Career NFL statistics
- Games played: 5
- Tackles: 9
- Sacks: 0.5
- Stats at Pro Football Reference
- Stats at ArenaFan.com

= Gillis Wilson =

American football player (born 1977)

Gillis R. Wilson III (born October 15, 1977) is an American former professional football player who was a defensive end for the Carolina Panthers of the National Football League (NFL). He was selected by the Panthers in the fifth round of the 2000 NFL draft after playing college football for the Southern Jaguars.

Wilson was also a member of the New York Giants and Arizona Cardinals of the NFL, the Rhein Fire of NFL Europe, and the Georgia Force, Kansas City Brigade, Grand Rapids Rampage and Dallas Vigilantes of the Arena Football League (AFL).

==Early life and college==
Gillis R. Wilson III was born on October 15, 1977, in Morgan City, Louisiana. He attended Patterson High School in Patterson, Louisiana.

Wilson was a member of the Southern Jaguars of Southern University from 1996 to 1999. He did not play in any games in 1996. He was inducted into the Southern University Sports Hall of Fame in 2024.

==Professional career==
Wilson was selected by the Carolina Panthers with the 147th pick in the 2000 NFL draft. He officially signed with the team on June 8, 2000. He was released on August 27 and signed to the Panthers' practice squad two days later. Wilson was promoted to the active roster on December 20 but did not appear in any games during the 2000 NFL season. He was later released by the Panthers on August 28, 2001.

Wilson signed with the New York Giants on September 18, 2001, but was released on October 2 before playing in any games. He was signed to New York's practice squad the next day.

On November 21, 2001, the Panthers signed Wilson to the active roster off of the Giants' practice squad. He played in five games for the Panthers during the 2001 season, posting seven solo tackles, two assisted tackles, and 0.5 sacks. He became a free agent after the 2001 season.

Wilson was signed by the Arizona Cardinals on July 31, 2002. He was released on August 26, 2002.

Wilson was acquired by the Rhein Fire in the 2003 NFL Europe free agent draft. He played in one game for the Fire during the 2003 NFL Europe season.

Wilson signed with the Georgia Force of the Arena Football League (AFL) on November 26, 2003. He was an offensive lineman/defensive lineman during his time in the AFL as the league played under ironman rules. He played in 34 games for the Force from 2004 to 2006, and was named second-team All-Arena in 2005.

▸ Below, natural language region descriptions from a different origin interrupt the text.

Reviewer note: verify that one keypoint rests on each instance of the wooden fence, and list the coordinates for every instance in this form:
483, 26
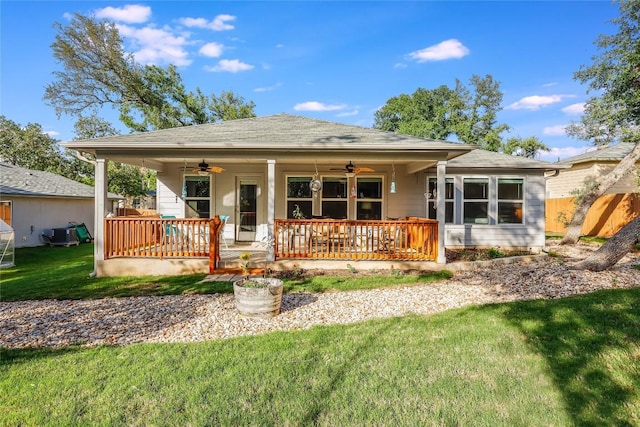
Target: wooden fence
608, 214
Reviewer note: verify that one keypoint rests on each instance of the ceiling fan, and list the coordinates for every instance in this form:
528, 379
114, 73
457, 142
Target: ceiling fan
204, 167
351, 168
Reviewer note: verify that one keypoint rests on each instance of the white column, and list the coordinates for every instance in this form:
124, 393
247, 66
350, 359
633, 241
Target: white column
271, 208
100, 210
441, 208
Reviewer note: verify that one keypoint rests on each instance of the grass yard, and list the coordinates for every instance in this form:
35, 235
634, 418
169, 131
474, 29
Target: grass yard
564, 362
538, 363
63, 273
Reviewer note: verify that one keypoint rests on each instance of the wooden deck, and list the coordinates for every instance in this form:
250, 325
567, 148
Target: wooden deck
313, 239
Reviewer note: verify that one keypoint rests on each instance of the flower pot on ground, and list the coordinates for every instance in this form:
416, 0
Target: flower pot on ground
258, 297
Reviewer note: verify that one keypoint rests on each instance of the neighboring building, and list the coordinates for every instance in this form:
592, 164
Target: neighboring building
266, 164
619, 205
34, 202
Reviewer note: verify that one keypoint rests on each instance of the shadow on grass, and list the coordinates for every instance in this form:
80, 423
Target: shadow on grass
591, 345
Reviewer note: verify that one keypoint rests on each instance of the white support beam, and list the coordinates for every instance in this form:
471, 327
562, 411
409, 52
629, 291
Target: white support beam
271, 208
100, 210
441, 208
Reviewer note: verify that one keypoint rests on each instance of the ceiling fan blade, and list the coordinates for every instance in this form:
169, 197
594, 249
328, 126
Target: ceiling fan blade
363, 169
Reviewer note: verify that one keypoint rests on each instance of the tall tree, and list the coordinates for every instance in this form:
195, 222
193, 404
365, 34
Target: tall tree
96, 72
614, 113
29, 147
439, 113
479, 125
123, 179
524, 147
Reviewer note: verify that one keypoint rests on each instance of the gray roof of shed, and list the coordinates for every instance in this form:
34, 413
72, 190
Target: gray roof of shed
613, 153
19, 181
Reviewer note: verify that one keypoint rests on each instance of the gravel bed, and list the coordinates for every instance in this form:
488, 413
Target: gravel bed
192, 318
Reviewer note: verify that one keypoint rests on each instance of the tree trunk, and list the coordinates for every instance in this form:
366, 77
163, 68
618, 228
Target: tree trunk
615, 248
625, 166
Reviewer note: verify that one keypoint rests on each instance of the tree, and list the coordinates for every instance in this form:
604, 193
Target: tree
524, 147
614, 113
123, 179
443, 112
98, 73
30, 147
479, 124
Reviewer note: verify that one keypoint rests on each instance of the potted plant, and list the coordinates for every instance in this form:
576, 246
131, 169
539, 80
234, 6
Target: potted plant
258, 297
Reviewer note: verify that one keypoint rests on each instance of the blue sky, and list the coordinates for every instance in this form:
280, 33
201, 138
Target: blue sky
336, 61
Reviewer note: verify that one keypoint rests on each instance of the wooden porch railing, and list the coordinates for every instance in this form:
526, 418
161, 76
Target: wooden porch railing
163, 237
411, 239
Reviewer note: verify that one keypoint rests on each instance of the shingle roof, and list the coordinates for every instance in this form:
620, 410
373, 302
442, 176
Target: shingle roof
612, 153
274, 130
488, 159
19, 181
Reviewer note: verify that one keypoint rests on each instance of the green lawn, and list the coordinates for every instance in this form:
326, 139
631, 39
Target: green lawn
63, 273
573, 361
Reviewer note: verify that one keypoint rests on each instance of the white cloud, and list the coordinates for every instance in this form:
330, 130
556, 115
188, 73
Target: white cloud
156, 46
563, 152
219, 23
268, 88
212, 50
348, 113
574, 108
535, 102
131, 13
447, 49
557, 130
318, 106
230, 66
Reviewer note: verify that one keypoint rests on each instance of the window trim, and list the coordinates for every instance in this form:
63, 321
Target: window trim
186, 198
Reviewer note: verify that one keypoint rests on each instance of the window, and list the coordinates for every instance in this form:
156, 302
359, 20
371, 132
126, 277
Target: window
197, 196
369, 191
334, 197
299, 196
448, 199
5, 211
510, 196
476, 200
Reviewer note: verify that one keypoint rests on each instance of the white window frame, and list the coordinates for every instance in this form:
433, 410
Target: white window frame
521, 200
187, 199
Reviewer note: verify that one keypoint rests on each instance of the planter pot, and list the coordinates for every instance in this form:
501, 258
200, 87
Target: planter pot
259, 302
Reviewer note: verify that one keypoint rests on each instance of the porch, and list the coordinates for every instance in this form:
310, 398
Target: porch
195, 243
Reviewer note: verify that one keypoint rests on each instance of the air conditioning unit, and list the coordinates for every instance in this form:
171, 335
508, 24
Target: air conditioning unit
64, 237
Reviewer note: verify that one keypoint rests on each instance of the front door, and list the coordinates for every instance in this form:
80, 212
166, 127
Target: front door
247, 191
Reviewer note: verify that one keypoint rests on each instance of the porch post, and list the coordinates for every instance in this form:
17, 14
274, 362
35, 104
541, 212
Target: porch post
441, 208
271, 208
100, 211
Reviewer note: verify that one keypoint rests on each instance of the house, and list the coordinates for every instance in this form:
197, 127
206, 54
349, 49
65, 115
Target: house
315, 190
34, 202
619, 205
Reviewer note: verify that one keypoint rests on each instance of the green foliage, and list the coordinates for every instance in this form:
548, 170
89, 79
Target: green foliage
614, 113
443, 112
97, 73
524, 147
29, 147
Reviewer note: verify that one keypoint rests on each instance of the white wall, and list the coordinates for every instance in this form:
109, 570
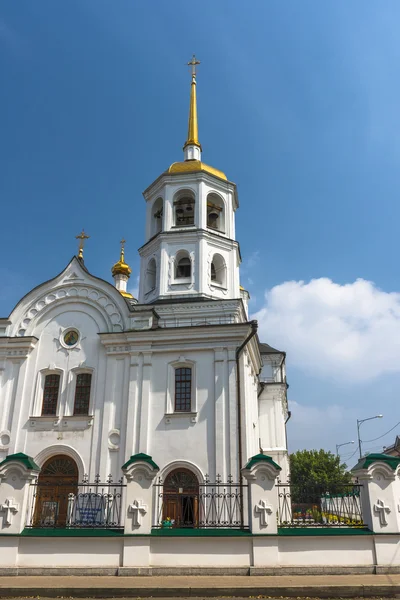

Wilson was traded to the Kansas City Brigade on March 20, 2006, for Abdul-Salam Noah and Dan Curran. Wilson appeared in eight games for Kansas City in 2006. He was released by the Brigade on February 26, 2007.

Wilson signed with the Grand Rapids Rampage of the AFL on March 1, 2007. He played in all 16 games for the Rampage during the 2007 season.

Wilson was signed by the Kansas City Brigade on March 6, 2008. During the 2008 season, he recorded 18 solo tackles, 20 assisted tackles, a career-high 6.5 sacks, and two pass breakups. He also caught one pass for a five-yard touchdown. The AFL folded after the 2008 season.

Wilson signed with the Dallas Vigilantes of the reformed AFL on June 8, 2010, during midseason. He posted one solo tackle, two assisted tackles, and 0.5 sacks for the Vigilantes in 2010. He finished his AFL career with totals of 69 solo tackles, 69 assisted tackles, 17.0 sacks, two forced fumbles, two fumble recoveries, nine pass breakups, one blocked kick, two carries for one yard, and four receptions for 67 yards and one touchdown.